4. PUTTING THE PLAN INTO ACTION
The phasing of the programme will depend upon what are the priorities and what help is available, which includes finances and the professionals mentioned above. Thus, if there is a. good ongoing programme on Health Education joining that would be the best way to start a cancer control programme. If the school system is good and covers nearly all children then inclusion of desired information on cancer in the school curriculum should be high on the list of actions. Irrespective of what else is on the programme highest priority should be given to education of the Health professionals. Starting with the curriculum of the under­graduate medical colleges it should cover the training of nurses, other health workers, postgraduate medical trainees and continuing education programmes. Without an informed and committed health team a programme on cancer control cannot succeed.

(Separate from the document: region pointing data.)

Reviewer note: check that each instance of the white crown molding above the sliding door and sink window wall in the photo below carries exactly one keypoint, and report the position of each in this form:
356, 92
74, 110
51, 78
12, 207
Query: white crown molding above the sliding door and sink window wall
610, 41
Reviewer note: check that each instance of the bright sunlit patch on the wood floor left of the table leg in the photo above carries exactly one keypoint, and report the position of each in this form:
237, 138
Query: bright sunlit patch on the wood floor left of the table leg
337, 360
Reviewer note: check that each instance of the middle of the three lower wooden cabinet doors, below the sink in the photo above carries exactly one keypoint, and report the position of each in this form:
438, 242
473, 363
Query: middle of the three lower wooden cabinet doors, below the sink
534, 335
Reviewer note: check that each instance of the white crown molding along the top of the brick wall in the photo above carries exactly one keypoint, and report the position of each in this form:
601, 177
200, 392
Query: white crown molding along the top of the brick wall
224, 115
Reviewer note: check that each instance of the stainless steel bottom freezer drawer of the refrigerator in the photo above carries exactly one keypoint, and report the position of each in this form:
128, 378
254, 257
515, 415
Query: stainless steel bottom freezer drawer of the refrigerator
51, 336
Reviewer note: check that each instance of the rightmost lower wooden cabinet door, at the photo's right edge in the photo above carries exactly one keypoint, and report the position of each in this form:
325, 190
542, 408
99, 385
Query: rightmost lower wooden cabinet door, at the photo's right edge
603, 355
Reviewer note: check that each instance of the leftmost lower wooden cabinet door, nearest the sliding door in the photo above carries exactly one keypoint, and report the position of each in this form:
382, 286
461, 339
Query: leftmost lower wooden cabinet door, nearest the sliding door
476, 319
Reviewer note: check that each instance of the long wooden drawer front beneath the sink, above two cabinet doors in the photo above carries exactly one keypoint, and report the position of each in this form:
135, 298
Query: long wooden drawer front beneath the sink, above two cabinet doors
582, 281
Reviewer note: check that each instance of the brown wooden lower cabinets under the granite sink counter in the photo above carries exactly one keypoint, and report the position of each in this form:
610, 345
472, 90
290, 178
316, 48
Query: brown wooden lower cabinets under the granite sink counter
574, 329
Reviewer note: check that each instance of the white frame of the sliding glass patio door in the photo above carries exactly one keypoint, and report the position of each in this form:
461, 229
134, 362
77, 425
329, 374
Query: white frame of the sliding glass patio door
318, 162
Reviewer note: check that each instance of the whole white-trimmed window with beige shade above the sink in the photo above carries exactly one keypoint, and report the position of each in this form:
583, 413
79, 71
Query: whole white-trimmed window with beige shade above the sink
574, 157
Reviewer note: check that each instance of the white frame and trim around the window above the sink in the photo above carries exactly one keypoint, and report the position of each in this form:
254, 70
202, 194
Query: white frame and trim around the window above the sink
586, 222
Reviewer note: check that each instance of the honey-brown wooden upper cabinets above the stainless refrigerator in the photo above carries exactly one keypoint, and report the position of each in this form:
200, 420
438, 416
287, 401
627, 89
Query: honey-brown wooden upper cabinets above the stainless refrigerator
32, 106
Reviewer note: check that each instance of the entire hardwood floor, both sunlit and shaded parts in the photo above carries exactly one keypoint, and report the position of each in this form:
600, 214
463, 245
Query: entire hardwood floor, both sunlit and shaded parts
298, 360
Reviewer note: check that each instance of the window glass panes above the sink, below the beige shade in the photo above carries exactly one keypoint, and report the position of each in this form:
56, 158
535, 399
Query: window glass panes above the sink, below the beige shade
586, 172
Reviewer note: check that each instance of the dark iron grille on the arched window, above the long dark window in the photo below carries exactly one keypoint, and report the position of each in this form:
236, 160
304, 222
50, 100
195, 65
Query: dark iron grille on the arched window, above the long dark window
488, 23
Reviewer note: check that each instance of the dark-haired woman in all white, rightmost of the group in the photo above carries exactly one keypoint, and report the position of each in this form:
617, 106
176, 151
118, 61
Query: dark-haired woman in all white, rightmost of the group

The present undergraduate medical curriculum is heavily weighed towards treatment. secondary prevention gets some attention but there is almost nothing on primary prevention. It is immaterial who teaches it or when it is taught but the curriculum must cover the following points:
a) The common malignant tumours in the community.
b) The etiological factors associated with the common tumours.
c) The early symptoms of malignant tumours.
d) Methods of diagnosis with emphasis on facilities available locally.
e) The importance of early detection.
f) Measures for the Primary Prevention of the com­monly occurring malignant tumours.

NA. Jafarey

REFERENCE

1. Doll, R. Strategy for detection of Cancer hazards in man. Nature, 1977; 265: 589-596.